One of the most powerful solar observatories in the world recently completed a major upgrade. And now, the GREGOR Solar Telescope in Spain has taken some of the most high-resolution images of our sun obtained in Europe.
In the new images of the upgraded telescope, details as small as 50 kilometers (31 miles) wide can be discerned amid the oscillating activity on the sun’s surface.
“This was a very exciting project, but also a very difficult one,” said physicist and chief scientist for GREGOR Lucia Clint of the Leibniz Institute for Solar Physics (KIS). “In just one year we have completely redesigned the optics, mechanics and electronics to achieve the best possible image quality.”
Interestingly, while COVID-19 lockdowns have been a barrier to scientific research, in this case they have proven beneficial. According to a post on the KIS website, scientists were stranded at the observatory during the March lockdown in Spain. Instead of wasting time, they created the optical laboratory.
They were able to correct two important problems introduced by a pair of mirrors, coma and astigmatism, which resulted in blurry and distorted images. Because of the design of the Optical Lab, and the limited space in it, these mirrors had to be completely replaced with off-axis mirrors, finely polished to about 1/10000 the width of a human hair.
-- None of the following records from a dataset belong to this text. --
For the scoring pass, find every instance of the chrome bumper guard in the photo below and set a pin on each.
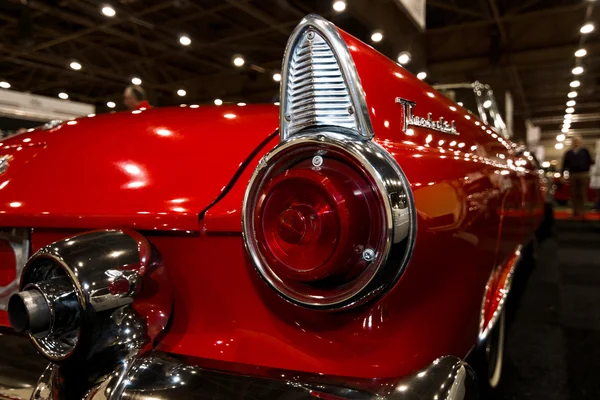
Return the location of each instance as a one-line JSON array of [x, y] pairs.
[[24, 374]]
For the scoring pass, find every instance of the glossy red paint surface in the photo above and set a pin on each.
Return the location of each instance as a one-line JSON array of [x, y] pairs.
[[474, 208], [149, 170]]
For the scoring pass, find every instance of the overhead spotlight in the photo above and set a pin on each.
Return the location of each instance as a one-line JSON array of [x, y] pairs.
[[109, 11], [185, 40], [587, 28], [377, 36], [404, 58], [238, 61], [339, 5]]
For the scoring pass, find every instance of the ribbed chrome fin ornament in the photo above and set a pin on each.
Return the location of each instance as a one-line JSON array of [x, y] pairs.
[[320, 85]]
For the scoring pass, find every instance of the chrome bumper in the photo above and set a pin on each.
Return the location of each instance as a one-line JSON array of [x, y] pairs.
[[160, 376]]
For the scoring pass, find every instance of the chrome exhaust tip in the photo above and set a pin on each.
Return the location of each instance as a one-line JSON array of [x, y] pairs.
[[28, 311]]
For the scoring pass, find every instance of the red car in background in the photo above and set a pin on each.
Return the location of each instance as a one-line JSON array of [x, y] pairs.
[[356, 243]]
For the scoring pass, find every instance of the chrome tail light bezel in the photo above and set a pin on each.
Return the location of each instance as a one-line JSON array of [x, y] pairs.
[[333, 115], [398, 210]]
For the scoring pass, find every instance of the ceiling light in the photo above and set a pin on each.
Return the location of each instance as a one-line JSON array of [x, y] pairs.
[[185, 40], [238, 61], [377, 36], [587, 28], [404, 58], [339, 5], [108, 11]]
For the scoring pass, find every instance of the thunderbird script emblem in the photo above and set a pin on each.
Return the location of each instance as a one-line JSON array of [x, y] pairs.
[[412, 120], [4, 160]]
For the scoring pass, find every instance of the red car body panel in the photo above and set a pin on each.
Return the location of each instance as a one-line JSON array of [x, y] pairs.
[[474, 210], [154, 170]]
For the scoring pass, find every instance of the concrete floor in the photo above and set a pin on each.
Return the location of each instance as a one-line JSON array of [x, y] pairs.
[[553, 341]]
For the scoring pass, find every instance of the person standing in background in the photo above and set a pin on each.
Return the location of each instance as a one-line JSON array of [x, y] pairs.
[[578, 162], [595, 177], [135, 98]]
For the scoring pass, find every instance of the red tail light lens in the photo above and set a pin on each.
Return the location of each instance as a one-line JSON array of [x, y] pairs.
[[315, 223], [319, 221]]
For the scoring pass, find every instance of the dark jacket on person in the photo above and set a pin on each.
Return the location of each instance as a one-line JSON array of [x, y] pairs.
[[577, 160]]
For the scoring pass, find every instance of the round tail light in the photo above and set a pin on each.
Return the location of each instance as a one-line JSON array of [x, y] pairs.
[[323, 218]]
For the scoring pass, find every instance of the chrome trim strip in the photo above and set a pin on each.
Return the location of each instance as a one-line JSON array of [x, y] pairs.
[[161, 376], [18, 239], [504, 292], [340, 51], [99, 286], [399, 212]]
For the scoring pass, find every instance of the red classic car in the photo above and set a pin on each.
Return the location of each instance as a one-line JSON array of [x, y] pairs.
[[357, 242]]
Snow storms hampered observations for a while, but when Spain reopened in July, the first thing the GREGOR team did was operate the upgraded telescope.
The first new photograms show solar grains, the tops of convective cells in the solar plasma. Amidst each grain lighter; This is where the hot plasma rises from below. This plasma moves outward as it cools, and then falls back into depth at the darker edges of each grain.
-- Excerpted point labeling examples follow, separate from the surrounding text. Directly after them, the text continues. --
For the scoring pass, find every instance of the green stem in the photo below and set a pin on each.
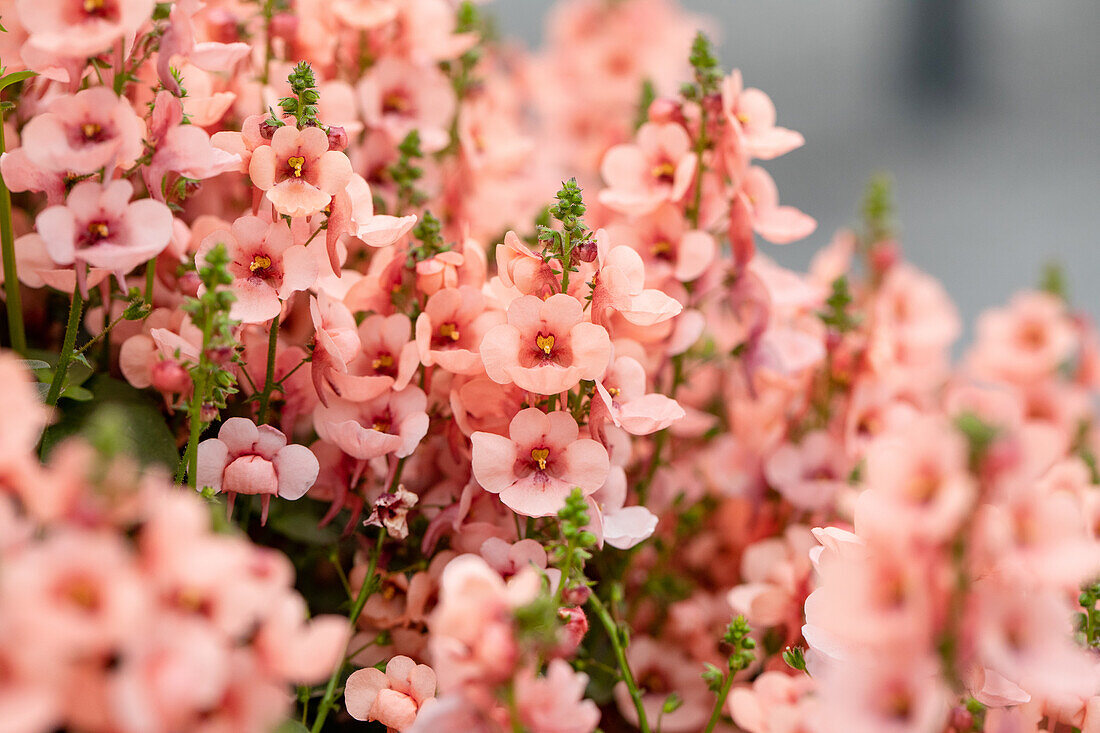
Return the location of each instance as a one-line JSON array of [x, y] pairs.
[[364, 593], [270, 380], [14, 305], [615, 634], [76, 307], [721, 702]]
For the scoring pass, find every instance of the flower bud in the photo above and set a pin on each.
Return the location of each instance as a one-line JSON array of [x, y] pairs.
[[338, 138]]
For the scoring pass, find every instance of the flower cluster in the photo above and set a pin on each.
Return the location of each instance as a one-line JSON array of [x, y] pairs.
[[476, 350]]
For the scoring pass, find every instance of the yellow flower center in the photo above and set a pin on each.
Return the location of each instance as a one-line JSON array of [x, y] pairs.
[[663, 171], [540, 456], [545, 342], [450, 331]]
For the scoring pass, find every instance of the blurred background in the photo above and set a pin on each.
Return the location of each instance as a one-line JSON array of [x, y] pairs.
[[985, 112]]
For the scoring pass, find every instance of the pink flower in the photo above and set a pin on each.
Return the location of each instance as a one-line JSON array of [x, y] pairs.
[[619, 287], [399, 97], [99, 226], [546, 347], [84, 132], [298, 171], [810, 473], [394, 697], [1024, 341], [774, 703], [752, 115], [779, 225], [658, 166], [539, 463], [451, 327], [265, 263], [472, 641], [554, 703], [667, 245], [620, 398], [161, 357], [81, 29], [619, 526], [392, 423], [245, 459]]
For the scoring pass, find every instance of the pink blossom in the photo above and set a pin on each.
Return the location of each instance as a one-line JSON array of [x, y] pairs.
[[622, 398], [546, 347], [265, 263], [539, 463], [554, 703], [752, 115], [451, 327], [472, 639], [398, 97], [99, 226], [84, 132], [298, 172], [392, 423], [658, 166], [81, 29], [779, 225], [246, 459], [395, 697]]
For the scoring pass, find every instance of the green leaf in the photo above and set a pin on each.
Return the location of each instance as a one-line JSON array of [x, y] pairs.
[[15, 77], [116, 414]]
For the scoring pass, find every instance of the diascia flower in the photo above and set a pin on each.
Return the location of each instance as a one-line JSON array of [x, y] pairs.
[[246, 459], [84, 132], [539, 463], [265, 263], [546, 347], [99, 226], [298, 172]]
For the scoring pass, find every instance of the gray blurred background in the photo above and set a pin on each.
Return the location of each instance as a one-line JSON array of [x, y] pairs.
[[986, 113]]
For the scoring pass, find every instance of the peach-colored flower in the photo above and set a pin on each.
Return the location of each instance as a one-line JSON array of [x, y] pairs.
[[298, 172], [752, 115], [659, 166], [395, 697], [81, 29], [84, 132], [99, 226], [546, 347], [539, 463], [392, 423], [451, 327], [265, 263], [399, 97], [246, 459], [554, 703]]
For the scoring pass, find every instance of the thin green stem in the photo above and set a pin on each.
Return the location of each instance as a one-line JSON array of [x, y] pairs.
[[150, 281], [616, 636], [14, 305], [76, 307], [364, 592], [721, 702], [270, 380]]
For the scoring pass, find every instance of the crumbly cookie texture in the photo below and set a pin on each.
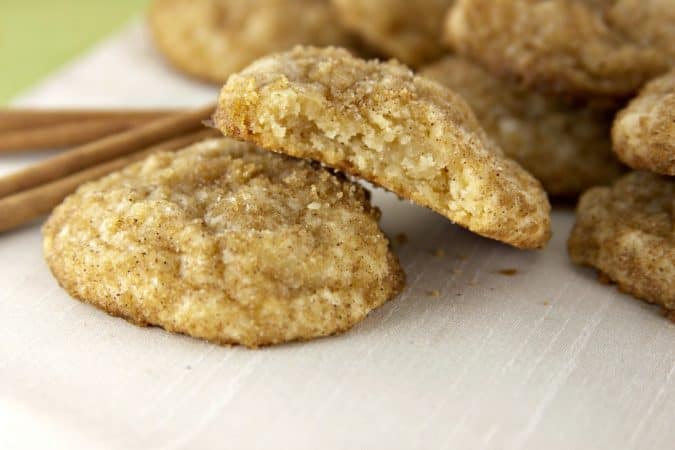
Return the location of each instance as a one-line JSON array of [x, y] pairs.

It’s a bit like popcorn, but don’t be fooled – a typical pellet has a diameter of around 1,500 kilometers (930 miles), which is just over 10 percent of the Earth’s diameter.
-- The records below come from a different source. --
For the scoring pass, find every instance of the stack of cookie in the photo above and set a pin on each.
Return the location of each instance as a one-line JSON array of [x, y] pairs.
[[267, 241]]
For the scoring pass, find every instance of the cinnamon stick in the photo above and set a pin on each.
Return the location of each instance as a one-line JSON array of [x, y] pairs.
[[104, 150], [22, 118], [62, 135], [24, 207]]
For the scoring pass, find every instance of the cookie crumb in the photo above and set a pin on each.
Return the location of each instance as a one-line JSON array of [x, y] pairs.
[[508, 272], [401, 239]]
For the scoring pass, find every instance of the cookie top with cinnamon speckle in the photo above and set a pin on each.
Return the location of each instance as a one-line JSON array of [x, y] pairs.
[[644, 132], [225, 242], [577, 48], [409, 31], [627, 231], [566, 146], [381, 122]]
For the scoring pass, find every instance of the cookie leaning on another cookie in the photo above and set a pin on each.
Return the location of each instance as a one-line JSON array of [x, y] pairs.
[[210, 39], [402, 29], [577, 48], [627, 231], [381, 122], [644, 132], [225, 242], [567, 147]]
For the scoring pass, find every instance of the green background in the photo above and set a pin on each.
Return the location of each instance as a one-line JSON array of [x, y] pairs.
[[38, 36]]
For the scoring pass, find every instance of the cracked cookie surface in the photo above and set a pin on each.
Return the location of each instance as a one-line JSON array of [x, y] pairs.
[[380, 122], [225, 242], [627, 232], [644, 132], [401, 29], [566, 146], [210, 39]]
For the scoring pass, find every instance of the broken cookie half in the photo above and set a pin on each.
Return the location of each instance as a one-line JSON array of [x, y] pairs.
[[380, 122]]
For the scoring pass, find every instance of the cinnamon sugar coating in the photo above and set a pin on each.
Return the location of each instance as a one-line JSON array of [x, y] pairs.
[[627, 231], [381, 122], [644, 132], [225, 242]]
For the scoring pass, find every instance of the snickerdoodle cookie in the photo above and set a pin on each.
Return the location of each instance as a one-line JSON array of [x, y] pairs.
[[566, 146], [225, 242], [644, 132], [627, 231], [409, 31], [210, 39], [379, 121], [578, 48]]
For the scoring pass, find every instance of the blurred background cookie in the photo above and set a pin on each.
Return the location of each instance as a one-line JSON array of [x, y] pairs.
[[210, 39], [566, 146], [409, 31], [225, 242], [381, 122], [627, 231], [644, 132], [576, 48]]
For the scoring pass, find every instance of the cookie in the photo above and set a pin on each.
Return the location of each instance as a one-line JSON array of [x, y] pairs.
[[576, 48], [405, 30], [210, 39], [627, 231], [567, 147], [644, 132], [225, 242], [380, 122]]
Another photo and video shows the only sunspot that covered the face of the sun on July 30, 2020. This is a temporary region where the sun’s magnetic field is particularly strong, dampening the natural convective activity of the surface; It appears darker on the surface of the sun because it is colder than the surrounding materials.
These sunspot regions are of great interest to us, because these magnetic field lines are exploding, entangling, and reconnecting. Magnetic reconnection results in the release of copious amounts of energy, resulting in solar flares and coronal mass ejections – a phenomenon that could affect us here on Earth, disrupting navigation and satellite communication.
Images such as those obtained by GREGOR, and other high-resolution solar observatories such as Daniel K. Inouye Solar Telescope in Hawaii, at a resolution of 30 kilometers, along with the Big Bear Solar Observatory in the United States, can help us better understand these solar processes.
Plus, we’ll never tire of looking at the amazing photos of our Sun’s surface.
A paper describing the telescope upgrade was published in Astronomy and Astrophysics.